Des questionnements subsistent
Par ailleurs, un autre élément non cité dans le communiqué préoccupe les ressortissants algériens. Les personnes vaccinées sont-elles tenues de se confiner aussi ? Pour cela, les 23 associations de la communauté algérienne à l’étranger estiment qu’il serait inutile de les confiner et demandent aux pouvoirs publics de prendre en considération leur vaccination, laquelle devra être prouvée bien sûr, comme elles demandent la levée d’autres conditions, à l’instar des autorisations d’entrée ou de sortie du territoire national. Des clarifications sont, par ailleurs, attendues sur «la programmation des vols dans chaque pays» et «combien de vols par jour». D’autres points sont soulevés par ces associations à l’adresse des autorités du pays. Elles demandent «un plafonnement des prix des billets vers l’Algérie au vu de l’effroyable hausse constatée après l’annonce de l’ouverture des frontières», et qu’«une date soit fixée et communiquée concernant l’ouverture des frontières maritimes pour soulager l’aérien».
En attendant que certains détails soit communiqués par la compagnie nationale Air Algérie, à savoir la programmation des vols, les prix des billets, les tests et les hôtels affectés, les ressortissants algériens à l’étranger attendent donc que le gouvernement revoie quelques-unes des mesures prises, et d’autres lancent «une campagne» appelant carrément à «boycotter» le retour en Algérie. Une campagne qui ne sera pas suivie par tous, puisqu’il y en a qui disent avoir «attendu tellement longtemps qu’il ne faut pas trop chicaner» maintenant qu’ils peuvent rentrer. Il convient de rappeler que les 23 associations de la communauté algérienne à l’étranger ont rendu public un communiqué il y a quelques jours dans lequel elles demandaient l’ouverture des frontières algériennes pour permettre aux Algériens de voyager au pays. Elles s’étaient engagées à respecter les mesures sanitaires qui seraient mises en place et à mener une campagne de sensibilisation auprès des voyageurs.
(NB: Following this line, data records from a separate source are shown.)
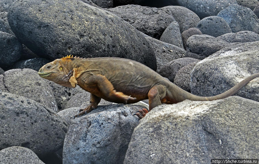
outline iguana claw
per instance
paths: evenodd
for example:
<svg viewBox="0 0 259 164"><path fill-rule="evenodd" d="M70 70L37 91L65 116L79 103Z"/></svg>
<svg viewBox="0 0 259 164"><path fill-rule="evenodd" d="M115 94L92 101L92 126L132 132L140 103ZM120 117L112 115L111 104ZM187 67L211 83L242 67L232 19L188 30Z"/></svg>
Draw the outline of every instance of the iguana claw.
<svg viewBox="0 0 259 164"><path fill-rule="evenodd" d="M147 109L145 108L143 108L142 109L140 109L138 111L136 112L133 115L136 115L139 119L141 119L146 116L146 115L148 112L148 111ZM142 116L140 115L140 113L141 114Z"/></svg>

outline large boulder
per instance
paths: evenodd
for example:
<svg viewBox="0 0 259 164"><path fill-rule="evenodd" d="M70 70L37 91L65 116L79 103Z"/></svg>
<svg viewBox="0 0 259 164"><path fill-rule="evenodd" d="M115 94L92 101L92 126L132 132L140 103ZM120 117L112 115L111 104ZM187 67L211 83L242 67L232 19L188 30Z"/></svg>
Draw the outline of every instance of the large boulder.
<svg viewBox="0 0 259 164"><path fill-rule="evenodd" d="M197 15L201 19L217 15L220 10L231 4L237 4L236 0L176 0L180 6L186 7Z"/></svg>
<svg viewBox="0 0 259 164"><path fill-rule="evenodd" d="M191 58L177 59L165 64L157 73L173 83L175 75L179 69L191 63L199 60Z"/></svg>
<svg viewBox="0 0 259 164"><path fill-rule="evenodd" d="M8 23L7 13L5 12L0 12L0 31L14 35Z"/></svg>
<svg viewBox="0 0 259 164"><path fill-rule="evenodd" d="M122 163L138 124L133 114L142 108L122 104L99 106L75 119L64 141L63 163Z"/></svg>
<svg viewBox="0 0 259 164"><path fill-rule="evenodd" d="M214 37L232 32L227 22L222 18L217 16L203 18L198 22L196 28L203 34Z"/></svg>
<svg viewBox="0 0 259 164"><path fill-rule="evenodd" d="M0 150L20 146L39 157L63 146L67 125L56 112L31 99L0 92Z"/></svg>
<svg viewBox="0 0 259 164"><path fill-rule="evenodd" d="M238 96L153 108L135 128L124 163L210 163L258 156L259 102Z"/></svg>
<svg viewBox="0 0 259 164"><path fill-rule="evenodd" d="M249 8L238 5L231 5L221 11L217 15L226 21L233 33L248 30L259 34L258 18Z"/></svg>
<svg viewBox="0 0 259 164"><path fill-rule="evenodd" d="M81 1L18 0L8 18L19 40L43 58L119 57L156 69L153 50L136 28Z"/></svg>
<svg viewBox="0 0 259 164"><path fill-rule="evenodd" d="M22 96L39 102L53 111L58 110L54 93L47 81L38 72L28 68L14 69L5 72L5 87L10 93Z"/></svg>
<svg viewBox="0 0 259 164"><path fill-rule="evenodd" d="M179 25L176 21L171 23L166 28L159 40L184 48Z"/></svg>
<svg viewBox="0 0 259 164"><path fill-rule="evenodd" d="M184 49L186 50L186 44L188 39L194 35L201 35L202 33L198 28L192 27L185 30L181 34L182 44Z"/></svg>
<svg viewBox="0 0 259 164"><path fill-rule="evenodd" d="M175 20L173 16L167 12L155 7L131 5L118 6L109 10L138 30L157 39Z"/></svg>
<svg viewBox="0 0 259 164"><path fill-rule="evenodd" d="M197 63L191 74L192 93L218 95L259 70L259 41L226 47ZM235 95L259 101L259 78L253 80Z"/></svg>
<svg viewBox="0 0 259 164"><path fill-rule="evenodd" d="M194 35L186 43L186 57L202 60L230 43L208 35Z"/></svg>
<svg viewBox="0 0 259 164"><path fill-rule="evenodd" d="M178 46L161 41L147 35L145 37L155 51L157 62L157 72L159 72L161 67L167 63L183 58L185 56L186 51Z"/></svg>
<svg viewBox="0 0 259 164"><path fill-rule="evenodd" d="M44 164L31 150L12 146L0 150L0 163Z"/></svg>
<svg viewBox="0 0 259 164"><path fill-rule="evenodd" d="M6 70L18 61L22 49L15 36L0 31L0 67Z"/></svg>
<svg viewBox="0 0 259 164"><path fill-rule="evenodd" d="M236 0L238 5L249 8L252 10L259 3L258 0Z"/></svg>
<svg viewBox="0 0 259 164"><path fill-rule="evenodd" d="M245 43L259 41L259 35L250 31L227 33L218 37L228 43Z"/></svg>
<svg viewBox="0 0 259 164"><path fill-rule="evenodd" d="M30 68L38 72L43 66L52 61L41 58L35 58L19 61L12 66L10 69Z"/></svg>
<svg viewBox="0 0 259 164"><path fill-rule="evenodd" d="M191 74L196 64L200 61L194 62L180 69L176 73L174 83L187 92L191 92Z"/></svg>
<svg viewBox="0 0 259 164"><path fill-rule="evenodd" d="M200 20L196 14L182 6L169 5L161 9L173 16L179 24L181 33L190 28L195 27Z"/></svg>

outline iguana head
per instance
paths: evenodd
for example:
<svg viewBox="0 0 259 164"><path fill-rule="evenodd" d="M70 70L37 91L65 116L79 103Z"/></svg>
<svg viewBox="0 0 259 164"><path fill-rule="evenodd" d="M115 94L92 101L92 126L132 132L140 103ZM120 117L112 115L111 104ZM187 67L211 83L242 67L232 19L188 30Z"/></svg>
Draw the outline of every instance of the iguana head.
<svg viewBox="0 0 259 164"><path fill-rule="evenodd" d="M38 74L42 78L63 86L72 87L69 79L73 75L73 68L70 66L67 60L72 58L73 56L71 58L70 56L56 59L43 66Z"/></svg>

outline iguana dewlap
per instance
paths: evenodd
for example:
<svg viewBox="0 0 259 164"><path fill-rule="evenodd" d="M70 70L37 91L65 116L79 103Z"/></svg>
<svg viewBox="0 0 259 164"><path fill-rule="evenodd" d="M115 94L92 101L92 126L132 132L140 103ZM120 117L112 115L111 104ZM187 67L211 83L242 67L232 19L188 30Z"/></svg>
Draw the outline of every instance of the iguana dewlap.
<svg viewBox="0 0 259 164"><path fill-rule="evenodd" d="M82 58L70 56L43 66L41 77L60 85L78 85L91 93L90 104L79 115L90 112L101 99L116 103L132 104L148 99L149 110L162 103L172 104L188 99L211 101L233 95L259 73L247 77L226 92L210 97L192 94L166 80L146 66L133 60L118 58ZM147 110L140 110L144 116ZM143 117L139 113L140 118Z"/></svg>

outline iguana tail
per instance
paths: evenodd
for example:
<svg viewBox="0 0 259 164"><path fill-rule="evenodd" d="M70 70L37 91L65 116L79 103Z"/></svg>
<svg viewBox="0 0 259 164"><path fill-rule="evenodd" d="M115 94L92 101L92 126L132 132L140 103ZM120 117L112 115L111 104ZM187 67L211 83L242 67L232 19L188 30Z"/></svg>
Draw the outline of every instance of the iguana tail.
<svg viewBox="0 0 259 164"><path fill-rule="evenodd" d="M256 73L248 77L227 91L220 94L210 97L200 96L190 94L186 95L186 99L193 101L212 101L222 99L233 96L250 81L259 77L259 73Z"/></svg>

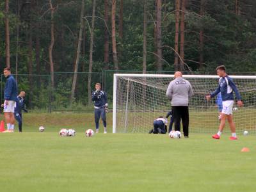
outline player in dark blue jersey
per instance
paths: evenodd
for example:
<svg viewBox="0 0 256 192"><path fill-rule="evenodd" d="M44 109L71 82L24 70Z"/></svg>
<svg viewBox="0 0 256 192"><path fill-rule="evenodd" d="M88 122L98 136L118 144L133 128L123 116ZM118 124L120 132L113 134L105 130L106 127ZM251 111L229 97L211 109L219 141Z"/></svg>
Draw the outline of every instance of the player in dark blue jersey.
<svg viewBox="0 0 256 192"><path fill-rule="evenodd" d="M19 131L22 131L22 111L28 113L26 109L24 98L25 97L26 93L24 91L20 92L18 97L17 97L16 107L14 109L14 116L19 124Z"/></svg>
<svg viewBox="0 0 256 192"><path fill-rule="evenodd" d="M217 74L220 76L219 86L215 92L211 95L207 95L206 99L210 100L211 98L215 97L218 93L221 93L222 98L222 111L220 120L219 131L217 134L212 136L214 139L220 139L221 132L224 129L226 119L228 120L230 127L232 136L231 140L237 139L236 134L236 125L233 121L232 109L234 105L234 92L237 100L237 106L243 106L243 102L238 92L237 88L234 83L232 79L226 74L226 68L224 65L220 65L216 68Z"/></svg>
<svg viewBox="0 0 256 192"><path fill-rule="evenodd" d="M99 132L99 121L100 117L103 122L104 133L107 133L107 120L106 113L108 113L107 93L100 90L100 84L95 84L95 91L92 92L92 100L94 104L94 118L95 121L96 133Z"/></svg>

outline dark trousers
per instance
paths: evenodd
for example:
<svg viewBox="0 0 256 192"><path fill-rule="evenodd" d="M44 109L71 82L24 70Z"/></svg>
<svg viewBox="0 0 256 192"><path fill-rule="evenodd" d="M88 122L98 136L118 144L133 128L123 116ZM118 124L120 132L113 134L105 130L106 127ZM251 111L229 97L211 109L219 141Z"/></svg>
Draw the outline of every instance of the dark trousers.
<svg viewBox="0 0 256 192"><path fill-rule="evenodd" d="M164 128L164 124L161 120L154 120L154 134L166 134L166 131Z"/></svg>
<svg viewBox="0 0 256 192"><path fill-rule="evenodd" d="M94 119L96 124L96 129L99 129L99 121L100 120L100 117L103 122L103 126L104 127L107 127L107 119L106 117L106 111L104 108L101 108L99 109L94 109Z"/></svg>
<svg viewBox="0 0 256 192"><path fill-rule="evenodd" d="M183 133L184 136L188 136L188 126L189 115L188 106L172 106L175 131L180 131L180 119L182 120Z"/></svg>
<svg viewBox="0 0 256 192"><path fill-rule="evenodd" d="M14 116L16 119L16 120L18 122L18 125L19 125L19 131L22 132L22 115L21 113L14 113Z"/></svg>

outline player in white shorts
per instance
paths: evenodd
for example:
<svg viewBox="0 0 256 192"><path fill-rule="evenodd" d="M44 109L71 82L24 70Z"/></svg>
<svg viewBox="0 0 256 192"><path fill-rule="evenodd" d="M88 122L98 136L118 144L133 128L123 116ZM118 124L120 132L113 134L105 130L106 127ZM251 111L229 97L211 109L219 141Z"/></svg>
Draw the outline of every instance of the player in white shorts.
<svg viewBox="0 0 256 192"><path fill-rule="evenodd" d="M18 95L17 86L15 79L11 74L11 69L8 67L4 68L4 75L6 77L4 87L4 118L7 124L6 132L13 132L15 119L14 117L14 108L16 106L17 96Z"/></svg>
<svg viewBox="0 0 256 192"><path fill-rule="evenodd" d="M211 98L216 96L218 93L221 93L222 98L223 108L221 115L220 124L219 131L217 134L212 137L214 139L219 140L222 131L224 129L226 119L228 120L230 127L232 136L230 140L236 140L237 138L236 134L236 125L233 121L232 108L234 105L234 92L237 99L237 106L243 106L243 102L241 96L238 92L237 88L234 83L232 79L226 74L226 68L224 65L220 65L216 68L217 74L220 76L219 86L214 92L211 95L207 95L206 99L210 100ZM234 91L234 92L233 92Z"/></svg>

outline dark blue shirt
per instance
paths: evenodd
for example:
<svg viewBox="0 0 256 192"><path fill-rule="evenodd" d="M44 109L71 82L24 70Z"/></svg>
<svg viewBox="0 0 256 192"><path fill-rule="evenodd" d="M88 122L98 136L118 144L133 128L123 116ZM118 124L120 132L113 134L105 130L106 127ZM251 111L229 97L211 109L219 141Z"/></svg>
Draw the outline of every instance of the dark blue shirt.
<svg viewBox="0 0 256 192"><path fill-rule="evenodd" d="M14 108L14 113L21 114L21 110L28 112L26 109L24 99L18 96L17 97L17 100L16 101L16 107Z"/></svg>
<svg viewBox="0 0 256 192"><path fill-rule="evenodd" d="M220 77L219 86L214 92L211 94L211 97L213 97L218 93L221 93L223 101L234 100L233 92L235 92L237 100L241 100L241 96L238 92L236 84L232 79L228 76Z"/></svg>
<svg viewBox="0 0 256 192"><path fill-rule="evenodd" d="M94 91L92 94L92 100L93 101L94 106L101 108L108 104L107 93L104 91Z"/></svg>
<svg viewBox="0 0 256 192"><path fill-rule="evenodd" d="M17 95L18 95L17 86L15 79L12 75L7 77L4 95L4 100L17 100Z"/></svg>

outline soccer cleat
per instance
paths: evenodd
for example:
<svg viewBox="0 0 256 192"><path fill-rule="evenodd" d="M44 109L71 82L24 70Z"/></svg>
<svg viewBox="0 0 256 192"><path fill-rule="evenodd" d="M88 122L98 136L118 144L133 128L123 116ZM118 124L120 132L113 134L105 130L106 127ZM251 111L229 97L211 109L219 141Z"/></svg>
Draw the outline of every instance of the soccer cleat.
<svg viewBox="0 0 256 192"><path fill-rule="evenodd" d="M220 140L220 136L218 134L216 134L212 136L212 138L215 140Z"/></svg>
<svg viewBox="0 0 256 192"><path fill-rule="evenodd" d="M230 137L229 139L230 140L237 140L237 137L233 137L233 136Z"/></svg>

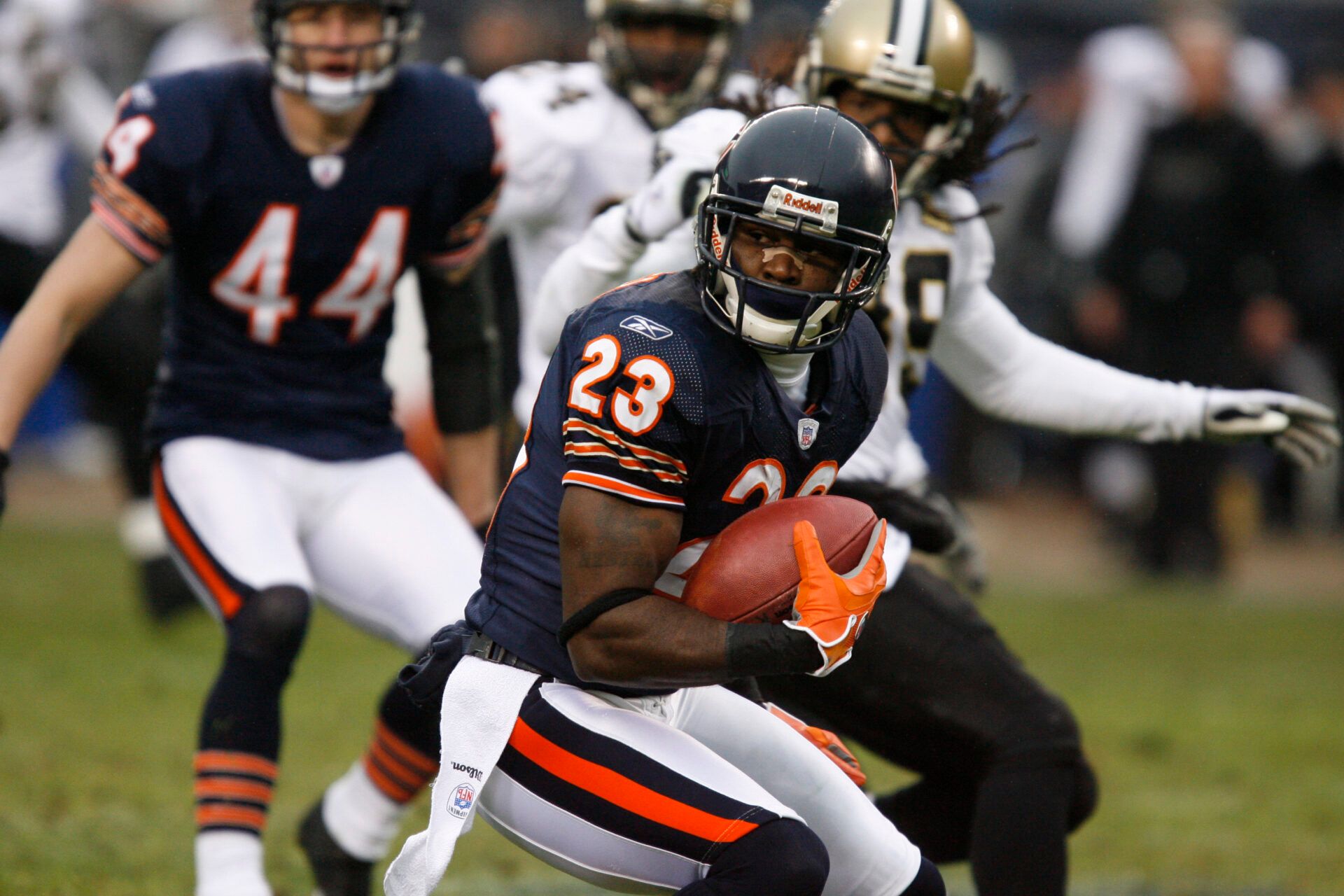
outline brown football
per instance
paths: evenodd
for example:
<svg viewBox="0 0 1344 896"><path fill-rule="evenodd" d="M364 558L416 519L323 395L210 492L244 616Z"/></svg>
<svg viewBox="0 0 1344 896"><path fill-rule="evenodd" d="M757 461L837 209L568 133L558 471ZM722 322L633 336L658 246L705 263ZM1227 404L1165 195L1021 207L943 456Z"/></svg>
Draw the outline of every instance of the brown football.
<svg viewBox="0 0 1344 896"><path fill-rule="evenodd" d="M832 494L766 504L710 540L683 576L680 600L728 622L788 619L802 578L793 551L793 524L798 520L816 528L827 564L841 575L863 560L878 525L867 504Z"/></svg>

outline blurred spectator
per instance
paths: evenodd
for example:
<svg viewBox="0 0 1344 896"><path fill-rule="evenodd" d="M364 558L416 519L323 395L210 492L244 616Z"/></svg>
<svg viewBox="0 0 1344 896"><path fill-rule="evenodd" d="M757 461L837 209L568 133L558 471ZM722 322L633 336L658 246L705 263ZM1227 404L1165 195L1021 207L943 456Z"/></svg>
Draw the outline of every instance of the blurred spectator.
<svg viewBox="0 0 1344 896"><path fill-rule="evenodd" d="M1344 44L1314 48L1302 77L1305 133L1290 175L1289 298L1306 341L1344 388Z"/></svg>
<svg viewBox="0 0 1344 896"><path fill-rule="evenodd" d="M265 58L253 26L251 0L211 0L202 15L173 26L159 39L142 77Z"/></svg>
<svg viewBox="0 0 1344 896"><path fill-rule="evenodd" d="M573 30L573 28L571 28ZM566 28L552 11L519 0L477 9L462 23L462 63L473 78L536 59L566 62Z"/></svg>
<svg viewBox="0 0 1344 896"><path fill-rule="evenodd" d="M1235 110L1236 36L1220 16L1183 16L1168 30L1184 107L1144 138L1118 227L1098 261L1101 285L1075 306L1082 347L1169 380L1262 386L1293 339L1293 316L1270 298L1282 195L1269 149ZM1223 450L1152 446L1154 504L1138 532L1154 572L1216 575L1215 525Z"/></svg>
<svg viewBox="0 0 1344 896"><path fill-rule="evenodd" d="M1105 246L1134 188L1145 134L1192 102L1192 75L1172 35L1193 23L1232 34L1234 23L1216 0L1169 0L1161 27L1126 26L1101 31L1081 51L1087 99L1074 136L1052 230L1058 246L1091 258ZM1247 121L1270 128L1288 97L1284 54L1265 40L1232 34L1223 54L1227 103Z"/></svg>
<svg viewBox="0 0 1344 896"><path fill-rule="evenodd" d="M28 300L66 231L69 184L62 168L87 171L113 120L112 97L79 64L78 3L9 0L0 5L0 312ZM79 192L78 183L73 192ZM122 535L140 563L151 613L191 600L167 556L148 501L149 459L141 427L159 357L155 316L120 300L75 340L66 360L78 375L89 416L116 438L132 500Z"/></svg>

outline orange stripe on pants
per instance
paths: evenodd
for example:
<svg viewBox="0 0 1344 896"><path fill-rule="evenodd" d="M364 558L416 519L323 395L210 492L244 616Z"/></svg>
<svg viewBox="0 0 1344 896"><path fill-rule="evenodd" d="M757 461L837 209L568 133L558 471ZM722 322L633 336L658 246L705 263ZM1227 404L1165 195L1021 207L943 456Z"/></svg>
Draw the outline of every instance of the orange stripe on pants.
<svg viewBox="0 0 1344 896"><path fill-rule="evenodd" d="M649 790L644 785L630 780L625 775L599 766L595 762L575 756L563 747L536 733L521 719L513 723L509 746L556 778L581 787L595 797L601 797L626 811L642 815L660 825L675 827L692 837L708 840L715 844L731 844L743 834L757 829L754 822L720 818L671 797L664 797L659 791Z"/></svg>

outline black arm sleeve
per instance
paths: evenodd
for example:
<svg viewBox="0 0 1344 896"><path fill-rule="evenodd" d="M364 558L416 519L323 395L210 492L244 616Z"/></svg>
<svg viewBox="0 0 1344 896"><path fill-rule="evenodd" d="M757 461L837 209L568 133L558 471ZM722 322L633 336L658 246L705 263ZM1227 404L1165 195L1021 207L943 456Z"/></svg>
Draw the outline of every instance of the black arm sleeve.
<svg viewBox="0 0 1344 896"><path fill-rule="evenodd" d="M496 423L500 395L499 332L484 277L449 283L433 269L417 269L429 341L434 416L439 433L474 433Z"/></svg>

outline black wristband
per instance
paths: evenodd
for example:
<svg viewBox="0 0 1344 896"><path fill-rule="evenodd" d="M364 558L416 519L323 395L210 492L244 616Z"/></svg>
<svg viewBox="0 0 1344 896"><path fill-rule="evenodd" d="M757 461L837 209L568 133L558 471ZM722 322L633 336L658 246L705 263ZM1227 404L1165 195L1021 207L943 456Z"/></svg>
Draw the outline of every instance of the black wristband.
<svg viewBox="0 0 1344 896"><path fill-rule="evenodd" d="M730 622L727 658L728 673L734 678L796 674L821 668L817 642L781 625Z"/></svg>
<svg viewBox="0 0 1344 896"><path fill-rule="evenodd" d="M559 641L563 647L570 642L570 638L593 625L593 621L603 613L610 613L620 606L630 603L632 600L638 600L649 594L650 591L648 588L616 588L614 591L607 591L601 598L597 598L586 607L578 610L573 617L562 622L560 630L555 633L555 639Z"/></svg>

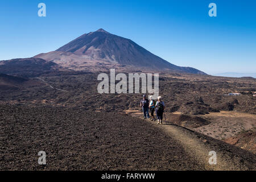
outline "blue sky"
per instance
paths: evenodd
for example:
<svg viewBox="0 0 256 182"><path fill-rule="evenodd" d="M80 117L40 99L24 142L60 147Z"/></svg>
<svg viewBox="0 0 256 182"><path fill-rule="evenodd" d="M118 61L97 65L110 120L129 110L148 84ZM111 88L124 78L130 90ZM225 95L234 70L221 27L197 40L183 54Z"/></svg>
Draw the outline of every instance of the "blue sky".
<svg viewBox="0 0 256 182"><path fill-rule="evenodd" d="M45 3L47 16L38 16ZM217 5L217 17L208 5ZM57 49L102 28L180 66L256 72L256 1L1 1L0 60Z"/></svg>

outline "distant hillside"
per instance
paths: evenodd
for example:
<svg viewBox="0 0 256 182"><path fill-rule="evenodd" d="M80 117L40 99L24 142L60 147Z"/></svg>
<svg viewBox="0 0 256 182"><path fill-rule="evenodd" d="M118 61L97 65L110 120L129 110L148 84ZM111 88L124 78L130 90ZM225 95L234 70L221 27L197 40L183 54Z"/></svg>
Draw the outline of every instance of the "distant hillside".
<svg viewBox="0 0 256 182"><path fill-rule="evenodd" d="M57 67L53 62L35 57L0 61L0 73L14 75L34 76Z"/></svg>

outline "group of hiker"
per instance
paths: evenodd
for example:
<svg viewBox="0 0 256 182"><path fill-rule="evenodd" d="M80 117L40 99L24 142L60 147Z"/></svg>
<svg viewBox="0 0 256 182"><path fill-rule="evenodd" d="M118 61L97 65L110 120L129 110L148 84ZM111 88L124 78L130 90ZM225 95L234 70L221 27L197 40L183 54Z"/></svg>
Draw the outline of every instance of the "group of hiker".
<svg viewBox="0 0 256 182"><path fill-rule="evenodd" d="M156 114L156 118L158 119L158 124L162 124L163 114L164 110L164 103L162 100L162 97L158 97L156 102L153 99L153 96L150 96L150 100L147 98L146 95L143 95L143 98L141 101L141 107L144 114L144 119L150 118L148 110L150 111L151 119L150 121L155 121L156 119L154 115L154 111Z"/></svg>

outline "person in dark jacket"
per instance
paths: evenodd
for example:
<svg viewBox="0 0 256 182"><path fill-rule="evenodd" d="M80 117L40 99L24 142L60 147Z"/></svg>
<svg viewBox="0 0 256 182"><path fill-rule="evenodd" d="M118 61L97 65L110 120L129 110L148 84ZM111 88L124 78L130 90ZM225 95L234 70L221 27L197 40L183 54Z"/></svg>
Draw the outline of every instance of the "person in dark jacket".
<svg viewBox="0 0 256 182"><path fill-rule="evenodd" d="M165 106L164 102L162 100L161 96L159 96L158 100L158 101L155 104L155 113L158 118L158 124L162 124L163 114L164 111Z"/></svg>
<svg viewBox="0 0 256 182"><path fill-rule="evenodd" d="M141 101L141 107L142 108L142 111L143 111L144 119L146 119L146 117L149 118L148 106L148 100L146 98L146 95L143 95L143 98Z"/></svg>

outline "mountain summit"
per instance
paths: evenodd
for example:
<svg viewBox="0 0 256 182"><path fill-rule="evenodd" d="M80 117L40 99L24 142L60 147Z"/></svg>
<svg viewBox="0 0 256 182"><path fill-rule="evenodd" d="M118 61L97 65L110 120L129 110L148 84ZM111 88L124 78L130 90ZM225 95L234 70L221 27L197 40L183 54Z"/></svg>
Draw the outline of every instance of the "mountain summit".
<svg viewBox="0 0 256 182"><path fill-rule="evenodd" d="M55 51L36 57L53 60L57 64L61 64L61 61L67 62L82 59L82 63L86 60L105 61L101 65L105 63L174 72L205 74L193 68L172 64L132 40L112 34L102 28L85 34Z"/></svg>

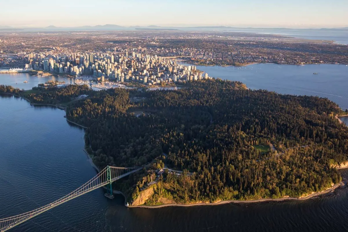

Dr Yousfi : «Nous avons appelé à la mise en place de ce protocole»
Contacté pour avoir son avis par rapport aux conditions et protocole sanitaire mis en place pour l’entrée des voyageurs en Algérie, le Dr Mohamed Yousfi, président de la Société algérienne d’infectiologie, a déclaré : «C’est ce que nous avons demandé nous les spécialistes, depuis plusieurs semaines, depuis plusieurs mois. C’est le protocole sanitaire que nous avons demandé à mettre en application comme cela se passe pour les voyageurs dans tous les pays du monde, en fonction de la situation épidémiologique». Il a tenu à rappeler que c’est le fait qu’il n’y ait pas eu ces mesures sanitaires dès le début qui a fait que les variants de Covid-19 ont pu être introduits en Algérie.
Revenant sur le fait d’avoir toujours plaidé pour que les Algériens aient «le droit de retourner au pays», il a soutenu que «dans ce droit, il y a aussi le droit de la protection sanitaire de nos concitoyens, il faut préserver le droit des uns et des autres», ajoutant que «les conditions émises par le Premier ministre sont tout-à-fait logique et que ce n’est pas propre à l’Algérie».
En tant qu’infectiologue et scientifique, il estime également que «c’est le minimum que devait faire l’Algérie. Nous sommes dans une situation sanitaire exceptionnelle de pandémie, donc automatiquement, il faut appliquer le protocole sanitaire que nous spécialistes demandons et imposons. C’est ce que j’ai toujours dit avant même que le Comité scientifique de suivi de la pandémie ne le valide». Il a souligné, par ailleurs, que les conditions émises sont pour «la sécurité sanitaire du voyageur et pour les plus de 40 millions d’Algériens que nous sommes», tout en notant que «les mêmes conditions sont acceptées lorsqu’elles sont émises par d’autres pays» en donnant un exemple concret, celui du Canada.
Concernant les personnes vaccinées qui ne sont pas citées dans le communiqué du Premier ministère et qui, selon toute vraisemblance, seront, elles aussi, soumises aux conditions émises dont le confinement de cinq jours, il estime que c’est peut-être pour qu’il ait «une équité par rapport aux autres voyageurs non vaccinés, car la vaccination n’est pas encore à un stade ayant touché le maximum de personnes pour pouvoir appliquer pour le moment» un traitement spécial aux gens vaccinés. Il a souligné que cela n’est pas encore appliqué dans beaucoup de pays, car beaucoup de voyageurs n’ont pas eu accès au vaccin.